Measure TruLens output by translating feedback functions into repeatable eval signals:

  • Groundedness — returns whether the response is supported by the supplied context; track failure rate by prompt version and retriever route.
  • ContextRelevance — scores whether retrieved chunks match the user request; use it before blaming the generator.
  • AnswerRelevancy — checks whether the final answer addresses the question, even when sources are valid.
  • Dashboard signal — eval-fail-rate-by-cohort, score variance after model change, and threshold breaches per dataset version.
  • Trace signal — link failed evals to trace_id, retrieved chunks, model name, prompt version, and user-feedback proxies such as thumbs-down rate.

Minimal FutureAGI pairing:

from fi.evals import Groundedness, ContextRelevance, AnswerRelevancy

q = "What plan tier includes audit logs?"
answer = "Enterprise includes audit logs."
docs = ["Enterprise plan includes audit logs and SSO."]
for metric in [Groundedness(), ContextRelevance(), AnswerRelevancy()]:
    result = metric.evaluate(input=q, output=answer, context=docs)
    print(metric.__class__.__name__, result.score, result.reason)
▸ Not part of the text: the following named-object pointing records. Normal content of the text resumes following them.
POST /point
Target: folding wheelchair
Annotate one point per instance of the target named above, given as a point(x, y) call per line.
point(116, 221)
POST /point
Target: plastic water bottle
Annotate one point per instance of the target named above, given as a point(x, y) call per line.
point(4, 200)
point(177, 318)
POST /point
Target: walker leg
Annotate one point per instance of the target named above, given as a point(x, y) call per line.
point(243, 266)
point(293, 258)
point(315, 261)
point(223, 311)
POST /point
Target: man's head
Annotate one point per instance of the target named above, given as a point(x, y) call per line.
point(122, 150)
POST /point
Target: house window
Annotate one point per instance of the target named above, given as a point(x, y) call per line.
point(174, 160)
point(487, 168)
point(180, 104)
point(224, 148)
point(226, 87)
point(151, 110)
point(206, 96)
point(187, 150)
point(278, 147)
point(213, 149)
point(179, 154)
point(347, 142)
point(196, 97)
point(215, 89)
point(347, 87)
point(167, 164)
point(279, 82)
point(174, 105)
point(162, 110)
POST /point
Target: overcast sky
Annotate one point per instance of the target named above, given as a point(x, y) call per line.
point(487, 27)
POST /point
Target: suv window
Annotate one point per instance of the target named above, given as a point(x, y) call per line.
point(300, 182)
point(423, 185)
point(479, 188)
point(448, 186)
Use the pattern to compare TruLens feedback with FutureAGI thresholds rather than treating either dashboard as a standalone truth source.

Common Mistakes

  • Treating TruLens as one metric. It is a framework around feedback functions; name the exact signal before setting a release gate.
  • Averaging away cohort failures. A global score can hide one tenant, language, retriever, or document family that is failing hard.
  • Skipping trace linkage. A low feedback score without the prompt, chunks, answer, and tool path is hard to debug.
  • Using RAG scores for agent tools. Groundedness does not prove the agent selected the right API or completed the task.
  • Copying thresholds between frameworks. TruLens feedback scores and FutureAGI eval scores may have different distributions; calibrate on the same labeled set.

Frequently Asked Questions

What is TruLens?

TruLens is an open-source framework for recording LLM app calls and scoring them with feedback functions such as groundedness, answer relevance, and context relevance. FutureAGI maps the same questions to evaluator classes, traceAI spans, and monitored thresholds.
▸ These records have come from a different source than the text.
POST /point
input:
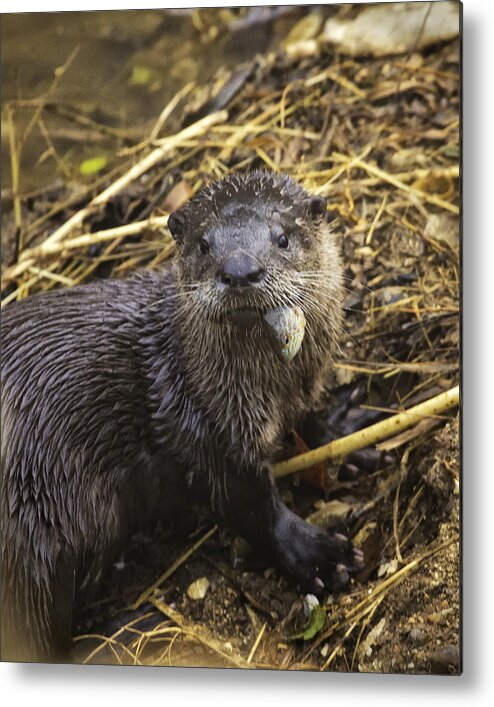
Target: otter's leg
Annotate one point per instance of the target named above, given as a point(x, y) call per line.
point(316, 558)
point(37, 600)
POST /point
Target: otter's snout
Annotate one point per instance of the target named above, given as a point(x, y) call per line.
point(240, 270)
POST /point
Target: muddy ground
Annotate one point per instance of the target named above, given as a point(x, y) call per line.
point(396, 215)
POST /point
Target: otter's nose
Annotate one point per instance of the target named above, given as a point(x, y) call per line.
point(240, 270)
How is TruLens different from Ragas?

Ragas focuses on RAG evaluation metrics such as faithfulness and context precision. TruLens also records application runs and attaches feedback functions to those records, so engineers can inspect scores beside call history.

How do you measure TruLens results?

In FutureAGI, map TruLens-style signals to fi.evals classes such as Groundedness, ContextRelevance, and AnswerRelevancy. Track eval-fail-rate-by-cohort and link failures back to trace IDs.